Marriages are unique in many ways, created by two different people with different thoughts, ideas, emotions, histories and habits. So the undoing of marriages should also be different depending on the marriage, right? You might think so, but marriage-ending mistakes tend to fall into just a few categories.
Here are four common mistakes that destroy marriages, and a few ideas on how to undo some of the damage if you find yourself having made these particular mistakes.
Neglecting your spouse
Too many people work extra hard during the early courtship phases of a relationship. They put their beloved’s needs and happiness before their own. They bring gifts, chocolates, flowers, take their boyfriend or girlfriend out to delicious meals or on fantastic trips. They write them love poetry or actual love letters on real paper. They send them sweet, flirty texts in the middle of the night. They have long, deep, intimate conversations with each other, and they actually listen.
But all too often, this behaviour is abandoned after the marriage. This doesn’t necessarily happen overnight – often it is a slow, creeping process. As you each get caught up in your lives – the hard work of pursuing a career, making money, raising a family, doing chores and keeping up house – you run out of energy to pour into romance. Also, spouses tend to grow accustomed to each other, and that familiarity can turn into indifference or even boredom if it isn’t carefully monitored.
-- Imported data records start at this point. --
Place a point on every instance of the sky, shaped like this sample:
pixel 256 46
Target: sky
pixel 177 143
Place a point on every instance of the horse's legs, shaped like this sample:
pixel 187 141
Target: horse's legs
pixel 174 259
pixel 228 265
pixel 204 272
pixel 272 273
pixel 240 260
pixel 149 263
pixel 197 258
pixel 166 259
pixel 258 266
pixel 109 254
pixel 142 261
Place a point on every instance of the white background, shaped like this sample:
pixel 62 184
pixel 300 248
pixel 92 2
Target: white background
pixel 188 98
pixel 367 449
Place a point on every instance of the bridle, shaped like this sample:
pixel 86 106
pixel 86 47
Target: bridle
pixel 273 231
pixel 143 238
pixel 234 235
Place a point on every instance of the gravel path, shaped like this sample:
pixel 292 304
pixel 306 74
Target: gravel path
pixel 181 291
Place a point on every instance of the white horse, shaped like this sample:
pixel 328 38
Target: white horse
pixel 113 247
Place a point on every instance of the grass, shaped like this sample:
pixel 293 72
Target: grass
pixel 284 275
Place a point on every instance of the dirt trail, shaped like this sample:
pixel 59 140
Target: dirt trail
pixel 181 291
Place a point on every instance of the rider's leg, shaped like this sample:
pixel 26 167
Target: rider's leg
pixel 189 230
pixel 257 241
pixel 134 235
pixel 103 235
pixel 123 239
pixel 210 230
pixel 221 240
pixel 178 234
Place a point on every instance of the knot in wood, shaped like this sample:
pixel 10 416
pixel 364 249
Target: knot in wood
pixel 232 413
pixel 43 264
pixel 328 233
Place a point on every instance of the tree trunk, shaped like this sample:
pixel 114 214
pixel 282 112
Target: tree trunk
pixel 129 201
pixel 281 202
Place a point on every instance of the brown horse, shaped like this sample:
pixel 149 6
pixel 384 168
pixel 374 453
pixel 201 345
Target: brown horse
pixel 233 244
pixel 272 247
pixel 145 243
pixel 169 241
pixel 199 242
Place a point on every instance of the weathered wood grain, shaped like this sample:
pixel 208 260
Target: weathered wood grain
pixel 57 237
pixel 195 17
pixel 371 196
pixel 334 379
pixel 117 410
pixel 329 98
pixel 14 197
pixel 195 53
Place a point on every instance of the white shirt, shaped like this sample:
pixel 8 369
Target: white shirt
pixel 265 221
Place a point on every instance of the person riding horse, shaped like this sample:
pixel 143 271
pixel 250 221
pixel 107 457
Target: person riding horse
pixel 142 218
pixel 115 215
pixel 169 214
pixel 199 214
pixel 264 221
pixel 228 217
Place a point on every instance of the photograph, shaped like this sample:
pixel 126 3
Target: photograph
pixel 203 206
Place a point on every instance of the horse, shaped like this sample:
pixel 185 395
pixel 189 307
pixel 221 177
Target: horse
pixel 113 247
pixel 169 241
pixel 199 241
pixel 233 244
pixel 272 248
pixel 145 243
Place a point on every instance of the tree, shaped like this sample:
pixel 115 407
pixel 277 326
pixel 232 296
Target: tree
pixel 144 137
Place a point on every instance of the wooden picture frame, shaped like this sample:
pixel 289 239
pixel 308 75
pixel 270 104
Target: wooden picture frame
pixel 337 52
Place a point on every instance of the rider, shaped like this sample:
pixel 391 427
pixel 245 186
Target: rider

Eventually, if no corrective steps are taken, you can end up hardly speaking to each other, or only talking about the mundane, everyday chores that need to be done, the bills that need to be paid, the kids that need to be taken here, or picked up from there. Perhaps you come home and complain endlessly about your job, or your spouse complains about theirs, but you don’t actually have a conversation – it’s more of an endless monologue.
What’s happened is that you are both beginning to ignore and neglect each other.
The best way to fight against this is to work on your communication skills. Think about your conversations – learn how to take turns (using a timer if needed) talking and listening to each other. Make sure you know how your spouse is feeling – what is their mood today? Are they happy, sad, frustrated, angry, ecstatic, pensive, guilty, bored, giddy, suspicious? Ask them and listen to what they say. It may take time for you to relearn your conversational skills. But even fumbling around at it will do a lot to keep you from becoming strangers to each other, which is something that kills all too many marriages.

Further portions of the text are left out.